The stroke occurred on a Friday. I was able to take Monica home on Monday. By that point she was able to enunciate single words, and we had a game plan to get with a cardiologist and a neurologist back home in Greenville. Monica also needed to take heparin, a blood thinner that I had to give her via an injection to her stomach on a daily basis until we could see a doctor to get her on a regimen of Coumadin, a pill based blood thinner.
With Monica's inability to talk, I became her voice over the next days and weeks. I coordinated her care with the neurologist, the cardiologist, the Coumadin administrator and with a speech therapist. I also worked with the human resources folks at our employer and within a few months, our catastrophic event morphed to a new normal, which eventually looked very much like our old normal. We chose to undergo a then experimental procedure to place a mesh barrier to close the hole in her heart (the alternative being a lifetime regimen of Coumadin). The procedure was successful. Through hard work, Monica was able to regain almost all of her speech abilities. Her only remaining minor deficiencies come when she is tired or if she encounters a word that she doesn't use often. People who don't already know would never think that Monica was a stroke survivor.
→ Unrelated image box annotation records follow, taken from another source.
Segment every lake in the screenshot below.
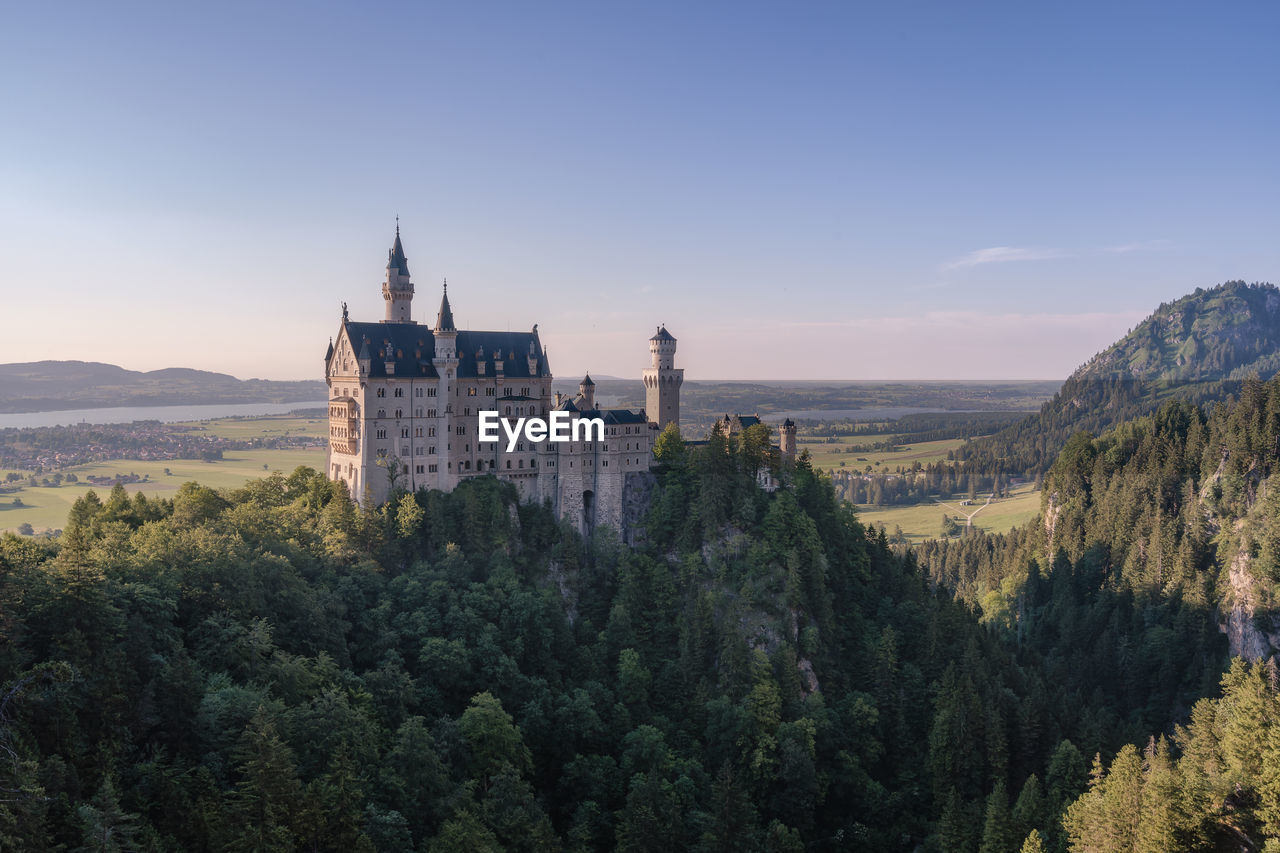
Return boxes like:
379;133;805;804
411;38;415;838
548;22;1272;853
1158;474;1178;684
0;400;329;429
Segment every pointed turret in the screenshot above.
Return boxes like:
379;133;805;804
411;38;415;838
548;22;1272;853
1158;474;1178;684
383;219;413;323
387;222;408;275
435;279;458;332
641;325;685;429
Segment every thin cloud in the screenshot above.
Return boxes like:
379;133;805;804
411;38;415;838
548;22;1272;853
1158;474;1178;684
942;246;1073;270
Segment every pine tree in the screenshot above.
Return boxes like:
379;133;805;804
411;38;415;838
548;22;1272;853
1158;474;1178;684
978;780;1018;853
224;706;302;853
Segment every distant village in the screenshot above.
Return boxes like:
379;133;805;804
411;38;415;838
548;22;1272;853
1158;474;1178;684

At the time of her stroke, Monica and I had been married for just over two years. I didn't know at the time that I could love her any more than I already did, but almost losing her drove home just how important she was to me. I have spent most days since then feeling gratitude for not losing her that day, and for having her in my life. This thankfulness comes at me extra strongly each Pi Day, when I can fondly reminisce about the day that I didn't lose my best friend.